Grassa - another outpost from the geniuses behind Lardo - just opened a second location right around the corner from us, here in good ol' NW Portland. Our 'hood, as bumping as it might be, was seriously lacking a fast-casual spot with incredible food and decent beer on tap. Thanks to Grassa, that void has been filled.

Now, first things first: Grassa just opened their doors here in NW, so this isn't a review. I just want to share my initial thoughts on this new spot here in my own neighborhood, as I've been anxiously awaiting its opening - and I think it's worth the early visit.

The concept behind Grassa, in my own words, is a casual atmosphere (you order at the counter, then seat yourself) with a high quality yet simple menu (simple meaning your options are pasta, mostly, with a few additional appetizers and sides - think salad, garlic bread, cheese plate).

Barley Brown's Hand Truck Pale Ale | A Hoppy Medium

Z and I dined there last Friday night, and we both ordered a Barley Brown's Hand Truck Pale Ale to start. (It's a solid, local pale ale). To start, we also had the surprisingly impressive Cheese Board ($8) served with a generous amount of roasted garlic, grilled bread, oil-cured tomatoes, and the most decadent Cambozola cheese.
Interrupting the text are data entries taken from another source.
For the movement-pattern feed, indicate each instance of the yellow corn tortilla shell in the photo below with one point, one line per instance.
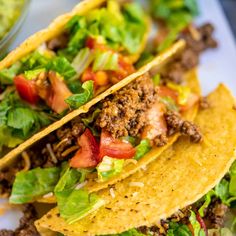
(94, 186)
(158, 61)
(179, 177)
(54, 29)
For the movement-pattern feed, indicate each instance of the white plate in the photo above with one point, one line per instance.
(217, 66)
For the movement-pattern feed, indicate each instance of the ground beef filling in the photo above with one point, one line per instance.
(26, 226)
(176, 124)
(123, 113)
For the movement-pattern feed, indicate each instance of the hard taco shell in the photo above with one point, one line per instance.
(179, 177)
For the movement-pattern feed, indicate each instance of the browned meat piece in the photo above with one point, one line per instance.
(215, 215)
(124, 112)
(160, 140)
(6, 232)
(176, 124)
(59, 42)
(26, 226)
(192, 131)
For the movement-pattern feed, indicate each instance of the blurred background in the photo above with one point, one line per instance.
(41, 13)
(229, 7)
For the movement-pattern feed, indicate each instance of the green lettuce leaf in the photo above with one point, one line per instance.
(62, 66)
(207, 201)
(88, 120)
(34, 61)
(73, 203)
(18, 120)
(105, 61)
(7, 75)
(196, 225)
(77, 100)
(33, 183)
(143, 148)
(109, 167)
(82, 61)
(222, 190)
(178, 229)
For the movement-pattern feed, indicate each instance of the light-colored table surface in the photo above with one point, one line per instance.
(216, 65)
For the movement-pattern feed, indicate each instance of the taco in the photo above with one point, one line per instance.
(109, 142)
(143, 203)
(58, 69)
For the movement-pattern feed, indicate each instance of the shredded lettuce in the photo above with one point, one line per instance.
(77, 100)
(82, 61)
(18, 120)
(176, 14)
(33, 61)
(88, 120)
(107, 60)
(109, 167)
(118, 28)
(196, 225)
(62, 66)
(33, 183)
(207, 201)
(178, 229)
(7, 75)
(74, 204)
(143, 148)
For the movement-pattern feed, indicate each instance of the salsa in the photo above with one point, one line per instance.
(10, 11)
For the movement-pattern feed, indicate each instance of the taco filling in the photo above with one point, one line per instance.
(97, 145)
(94, 52)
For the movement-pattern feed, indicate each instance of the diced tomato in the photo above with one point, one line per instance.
(90, 42)
(192, 100)
(59, 92)
(26, 89)
(202, 223)
(87, 155)
(156, 122)
(101, 78)
(115, 148)
(165, 91)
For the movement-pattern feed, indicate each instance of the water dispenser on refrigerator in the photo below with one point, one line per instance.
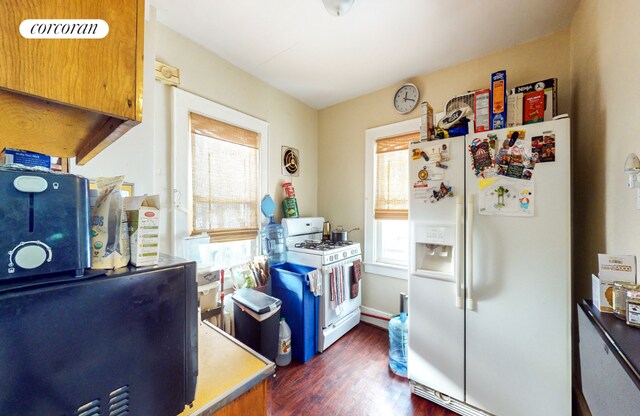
(433, 251)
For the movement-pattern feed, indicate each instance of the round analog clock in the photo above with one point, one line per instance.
(406, 98)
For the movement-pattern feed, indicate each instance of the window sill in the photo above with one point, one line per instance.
(398, 272)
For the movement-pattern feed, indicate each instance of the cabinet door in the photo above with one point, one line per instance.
(103, 75)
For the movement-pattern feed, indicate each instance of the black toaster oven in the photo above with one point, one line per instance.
(45, 221)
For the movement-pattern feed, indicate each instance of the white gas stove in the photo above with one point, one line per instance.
(304, 243)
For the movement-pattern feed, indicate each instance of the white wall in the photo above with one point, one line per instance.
(143, 154)
(605, 63)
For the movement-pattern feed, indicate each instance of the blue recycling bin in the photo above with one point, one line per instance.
(300, 308)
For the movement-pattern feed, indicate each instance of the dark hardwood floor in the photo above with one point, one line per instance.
(352, 378)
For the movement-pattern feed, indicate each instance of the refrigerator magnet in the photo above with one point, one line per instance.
(443, 191)
(544, 147)
(481, 157)
(507, 197)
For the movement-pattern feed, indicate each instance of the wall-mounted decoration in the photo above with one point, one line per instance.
(167, 74)
(290, 161)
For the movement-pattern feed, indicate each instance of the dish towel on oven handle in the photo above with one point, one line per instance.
(336, 289)
(315, 282)
(356, 275)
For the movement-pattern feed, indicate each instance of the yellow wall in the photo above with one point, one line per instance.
(605, 68)
(143, 154)
(341, 130)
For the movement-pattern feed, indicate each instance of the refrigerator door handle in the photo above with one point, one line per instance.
(458, 256)
(471, 304)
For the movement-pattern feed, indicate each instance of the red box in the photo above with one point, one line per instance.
(533, 107)
(482, 98)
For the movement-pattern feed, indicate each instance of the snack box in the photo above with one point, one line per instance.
(533, 107)
(24, 157)
(427, 130)
(143, 218)
(550, 88)
(514, 109)
(482, 99)
(611, 268)
(498, 100)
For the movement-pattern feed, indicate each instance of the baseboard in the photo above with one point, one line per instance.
(378, 318)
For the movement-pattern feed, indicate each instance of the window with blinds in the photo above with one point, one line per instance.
(225, 180)
(392, 181)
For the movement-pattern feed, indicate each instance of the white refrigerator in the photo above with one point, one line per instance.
(490, 271)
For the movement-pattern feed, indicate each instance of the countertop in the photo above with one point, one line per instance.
(226, 370)
(623, 340)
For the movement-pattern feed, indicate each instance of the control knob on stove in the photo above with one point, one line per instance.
(30, 254)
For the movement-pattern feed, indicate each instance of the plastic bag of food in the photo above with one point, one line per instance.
(109, 232)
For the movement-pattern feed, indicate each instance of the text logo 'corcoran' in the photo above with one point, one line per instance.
(64, 28)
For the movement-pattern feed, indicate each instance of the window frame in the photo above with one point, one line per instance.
(182, 104)
(370, 225)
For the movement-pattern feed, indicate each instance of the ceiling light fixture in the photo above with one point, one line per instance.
(338, 7)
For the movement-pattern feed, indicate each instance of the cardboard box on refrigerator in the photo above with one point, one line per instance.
(611, 268)
(143, 217)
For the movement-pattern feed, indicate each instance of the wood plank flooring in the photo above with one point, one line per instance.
(352, 378)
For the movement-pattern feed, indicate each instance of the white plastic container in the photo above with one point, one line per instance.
(284, 344)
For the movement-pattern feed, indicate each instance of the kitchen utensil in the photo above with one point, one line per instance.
(340, 235)
(45, 218)
(326, 230)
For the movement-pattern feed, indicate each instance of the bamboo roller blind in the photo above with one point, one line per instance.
(225, 179)
(392, 181)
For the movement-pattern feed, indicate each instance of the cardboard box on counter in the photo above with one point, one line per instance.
(611, 268)
(23, 157)
(143, 218)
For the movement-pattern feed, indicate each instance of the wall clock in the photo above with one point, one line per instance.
(406, 98)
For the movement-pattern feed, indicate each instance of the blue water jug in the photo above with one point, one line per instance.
(398, 336)
(273, 245)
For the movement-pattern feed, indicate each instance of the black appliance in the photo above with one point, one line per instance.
(45, 222)
(120, 343)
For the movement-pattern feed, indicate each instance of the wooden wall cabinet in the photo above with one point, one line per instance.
(70, 97)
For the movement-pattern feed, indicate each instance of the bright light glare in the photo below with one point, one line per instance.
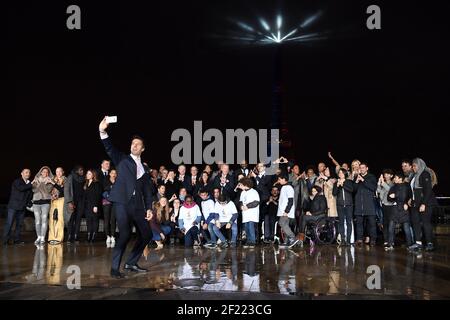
(265, 35)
Cheese Board at Grassa in NW Portland, OR | A Hoppy Medium

We also opted for the house Garlic Bread ($3), which had odd yet welcome notes of orange zest in each bite. We eagerly heaped the creamy cheese, sweet roasted garlic, etc. on each crusty piece of bread, getting a bit too full too fast - but calories don't count on Fridays, amiright?

For our entrees, we each got one of the two vegetarian pasta dishes on the menu (sadly, Grassa doesn't seem to modify meat dishes for vegetarians - even if the request is simply "no pancetta"). I got the Spaghetti 'Aglio Olio' ($8), tossed with garlic, chile flake,  olive oil, Grana, and breadcrumbs.

Spaghetti Aglio Olio at Grassa in NW Portland, OR | A Hoppy Medium

Z got the Cacio e Pepe ($9), made with truffle butter, sea salt, cracked black pepper, and Grana.

Cacio e Pepe at Grassa in NW Portland, OR | A Hoppy Medium

While both dishes were quite simple, the flavors were spot-on, and the pasta texture was perfectly toothsome. For the prices, the serving sizes were quite huge - we both went home with half of our dishes as leftovers (the bread and cheese beforehand may have helped with that, though).

I'm definitely excited to make a return visit to this new Grassa location, despite how dangerous its proximity to me will be for my waistline.

Have you checked out the new Grassa yet? 


3 comments:

  1. these pastas look incredible. so fun to have this new spot in your hood!